Em nota à Agência Brasil, o CBC justificou que "por razões de transparência e governança, separa as contas dos recebimentos dos recursos provenientes da arrecadação do produto das loterias, distribuindo os recursos pela sua natureza, bem como em relação à própria legislação que baliza a aplicabilidade deles". Ainda segundo o Comitê, como os dispositivos da Lei Pelé (9.615/98) "que tratavam da destinação e forma de aplicabilidade dos recursos das loterias" foram revogados e a Lei 13.756/2018 "disciplinou integralmente a sua maneira os recursos das loterias para o esporte, o CBC abriu novas contas, separando os recursos recebidos no contexto normativo da Lei 9.615/1998, daqueles previstos no contexto da Lei 13.756/2018".
Na entrevista à Agência Brasil, Fernando Cruz explicou que os R$ 130 milhões do edital de maio "são remanescentes da antiga lei, então, não sofrem essa obrigatoriedade [de não serem restritos a filiados]". Conforme o dirigente, o Comitê pretende reunir clubes e federações, em especial os voltados ao segmento paralímpico, "para que se faça um diagnóstico e se possa ver a real situação.
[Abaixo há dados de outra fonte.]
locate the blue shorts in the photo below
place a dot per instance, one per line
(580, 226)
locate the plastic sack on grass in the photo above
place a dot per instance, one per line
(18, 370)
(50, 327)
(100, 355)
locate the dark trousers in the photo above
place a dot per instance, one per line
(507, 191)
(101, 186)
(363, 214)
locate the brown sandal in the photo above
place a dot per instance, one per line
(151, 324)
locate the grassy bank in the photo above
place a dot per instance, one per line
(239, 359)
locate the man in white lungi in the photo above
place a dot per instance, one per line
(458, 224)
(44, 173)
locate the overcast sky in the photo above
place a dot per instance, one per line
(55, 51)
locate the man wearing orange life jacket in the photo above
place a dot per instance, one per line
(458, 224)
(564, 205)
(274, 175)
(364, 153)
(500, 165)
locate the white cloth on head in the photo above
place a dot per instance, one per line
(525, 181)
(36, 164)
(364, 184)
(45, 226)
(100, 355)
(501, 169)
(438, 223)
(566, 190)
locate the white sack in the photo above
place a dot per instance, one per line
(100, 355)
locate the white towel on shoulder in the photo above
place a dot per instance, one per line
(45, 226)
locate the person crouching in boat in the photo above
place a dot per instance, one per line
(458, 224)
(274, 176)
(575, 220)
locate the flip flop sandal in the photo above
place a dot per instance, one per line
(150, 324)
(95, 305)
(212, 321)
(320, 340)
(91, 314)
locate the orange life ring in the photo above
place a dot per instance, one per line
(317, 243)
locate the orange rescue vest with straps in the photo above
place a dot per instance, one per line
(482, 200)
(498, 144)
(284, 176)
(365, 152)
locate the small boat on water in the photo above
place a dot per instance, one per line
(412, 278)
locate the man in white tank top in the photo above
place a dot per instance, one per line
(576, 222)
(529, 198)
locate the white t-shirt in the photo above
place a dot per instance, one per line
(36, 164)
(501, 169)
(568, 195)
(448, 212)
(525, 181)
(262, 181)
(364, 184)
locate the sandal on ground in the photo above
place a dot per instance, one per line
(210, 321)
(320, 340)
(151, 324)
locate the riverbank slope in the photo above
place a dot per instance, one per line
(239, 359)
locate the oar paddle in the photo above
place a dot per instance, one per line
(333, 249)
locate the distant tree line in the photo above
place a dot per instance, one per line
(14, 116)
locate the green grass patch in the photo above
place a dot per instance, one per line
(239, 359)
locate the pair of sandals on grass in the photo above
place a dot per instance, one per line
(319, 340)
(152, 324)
Só que, nesse momento, esses recursos estão estritamente vinculados à lei anterior".
A mensalidade dos clubes filiados (R$ 3,9 mil), por sua vez, é considerada elevada por algumas agremiações do paradesporto. Segundo o vice-presidente do CBC, instituições filiadas que participam com apenas uma modalidade, inclusive paralímpicas, têm redução de 50% na contribuição. "Se realmente [o valor] essa mensalidade faz diferença, o clube tem que fazer a reflexão, se realmente tem a condição técnica de receber esses recursos, ou se realmente está em busca de uma contribuição, vamos dizer, que o ajude na sobrevivência. Não é esse o objetivo do CBC. Nossa missão é formar atletas olímpicos e paralímpicos através dos clubes. Temos a obrigação perante os órgãos públicos, de colocar recursos e obter resultados", concluiu Cruz.